Pc os market share windows#
While Windows continues to be the leader in the OS market, macOS has dropped to third place despite its 0.8 points increase.
And with Dell, HP, Lenovo, Samsung, Surface and others, we’ve worked to ensure most PCs you can buy today will be ready for Windows 11 – across a variety of form factors and price points.” “From AMD and the incredible graphics depth brought by the Ryzen processors to the incredible performance of Intel’s 11th gen and Evo Processors, to Qualcomm’s AI prowess, 5G and Arm support, the innovation of our silicon partners brings together the best of Windows 11 with the largest hardware ecosystem in the world.
That co-engineering begins with innovation in the silicon,” Microsoft said.
Pc os market share software#
“Since day one of developing Windows 11, we have been working closely with our hardware and silicon partners for seamless integration across software and hardware.
Pc os market share Pc#
Windows 11 comes with updated system requirements, and Microsoft recommends users to purchase a new PC to make the most of the new OS. Microsoft is betting big on Windows 11 both in the short and in the long term, as the company expects the new operating system to also generate a boost of sales for new computers.
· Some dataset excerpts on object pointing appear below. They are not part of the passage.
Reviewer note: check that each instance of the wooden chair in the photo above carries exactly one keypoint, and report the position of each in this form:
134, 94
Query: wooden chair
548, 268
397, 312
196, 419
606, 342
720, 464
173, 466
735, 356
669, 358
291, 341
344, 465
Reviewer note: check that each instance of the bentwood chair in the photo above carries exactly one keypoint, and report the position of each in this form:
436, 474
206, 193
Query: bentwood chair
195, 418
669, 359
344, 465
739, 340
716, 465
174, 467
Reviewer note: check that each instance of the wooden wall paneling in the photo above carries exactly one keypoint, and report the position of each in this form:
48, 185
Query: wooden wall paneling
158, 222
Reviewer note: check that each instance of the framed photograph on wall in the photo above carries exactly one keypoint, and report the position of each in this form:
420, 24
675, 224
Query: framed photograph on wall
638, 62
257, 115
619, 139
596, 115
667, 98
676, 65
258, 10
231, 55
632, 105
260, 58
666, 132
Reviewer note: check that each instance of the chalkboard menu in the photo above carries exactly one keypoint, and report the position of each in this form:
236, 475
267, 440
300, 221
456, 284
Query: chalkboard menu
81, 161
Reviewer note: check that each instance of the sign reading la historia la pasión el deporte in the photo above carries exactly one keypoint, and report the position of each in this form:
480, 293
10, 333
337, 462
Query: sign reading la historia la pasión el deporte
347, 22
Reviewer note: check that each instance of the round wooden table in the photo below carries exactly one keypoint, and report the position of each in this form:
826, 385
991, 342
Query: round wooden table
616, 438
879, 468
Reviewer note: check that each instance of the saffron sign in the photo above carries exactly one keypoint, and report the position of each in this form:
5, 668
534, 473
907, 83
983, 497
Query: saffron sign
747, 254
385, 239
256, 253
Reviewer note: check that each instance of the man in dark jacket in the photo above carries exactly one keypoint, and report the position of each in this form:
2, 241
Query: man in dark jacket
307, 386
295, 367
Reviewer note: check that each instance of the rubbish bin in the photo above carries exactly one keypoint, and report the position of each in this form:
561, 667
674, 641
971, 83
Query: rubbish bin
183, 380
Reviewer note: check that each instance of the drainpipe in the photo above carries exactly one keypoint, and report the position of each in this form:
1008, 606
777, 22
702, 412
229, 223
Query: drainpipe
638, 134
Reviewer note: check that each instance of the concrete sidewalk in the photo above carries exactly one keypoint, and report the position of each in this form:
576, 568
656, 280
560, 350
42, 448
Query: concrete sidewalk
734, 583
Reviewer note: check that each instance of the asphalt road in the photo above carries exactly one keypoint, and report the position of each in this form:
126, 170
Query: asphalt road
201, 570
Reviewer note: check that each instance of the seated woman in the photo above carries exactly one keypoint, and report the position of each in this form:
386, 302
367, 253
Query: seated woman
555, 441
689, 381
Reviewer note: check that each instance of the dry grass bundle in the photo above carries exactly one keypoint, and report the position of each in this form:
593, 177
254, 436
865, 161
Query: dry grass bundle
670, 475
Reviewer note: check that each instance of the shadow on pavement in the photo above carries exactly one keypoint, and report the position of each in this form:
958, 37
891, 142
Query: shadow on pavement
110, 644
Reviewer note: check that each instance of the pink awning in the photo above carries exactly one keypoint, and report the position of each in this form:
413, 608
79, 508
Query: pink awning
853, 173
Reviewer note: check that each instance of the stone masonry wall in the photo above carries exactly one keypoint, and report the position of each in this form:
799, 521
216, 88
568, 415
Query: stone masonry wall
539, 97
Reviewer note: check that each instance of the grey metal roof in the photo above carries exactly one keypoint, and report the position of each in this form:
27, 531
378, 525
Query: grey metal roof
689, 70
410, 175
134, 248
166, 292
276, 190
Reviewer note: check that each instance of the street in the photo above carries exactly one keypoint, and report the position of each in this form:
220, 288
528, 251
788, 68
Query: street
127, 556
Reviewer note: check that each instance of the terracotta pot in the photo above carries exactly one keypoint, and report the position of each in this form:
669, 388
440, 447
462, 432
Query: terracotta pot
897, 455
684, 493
Windows was running on just 80.5 percent of the devices out there in 2020, down from 85.4 percent a year before. This is because Windows has declined no less than 4.9 points last year, according to market share data put together by GeekWire based on IDC numbers. Microsoft is getting ready to launch Windows 11 to the first wave of eligible devices, and the release of the operating system certainly comes just at the right time.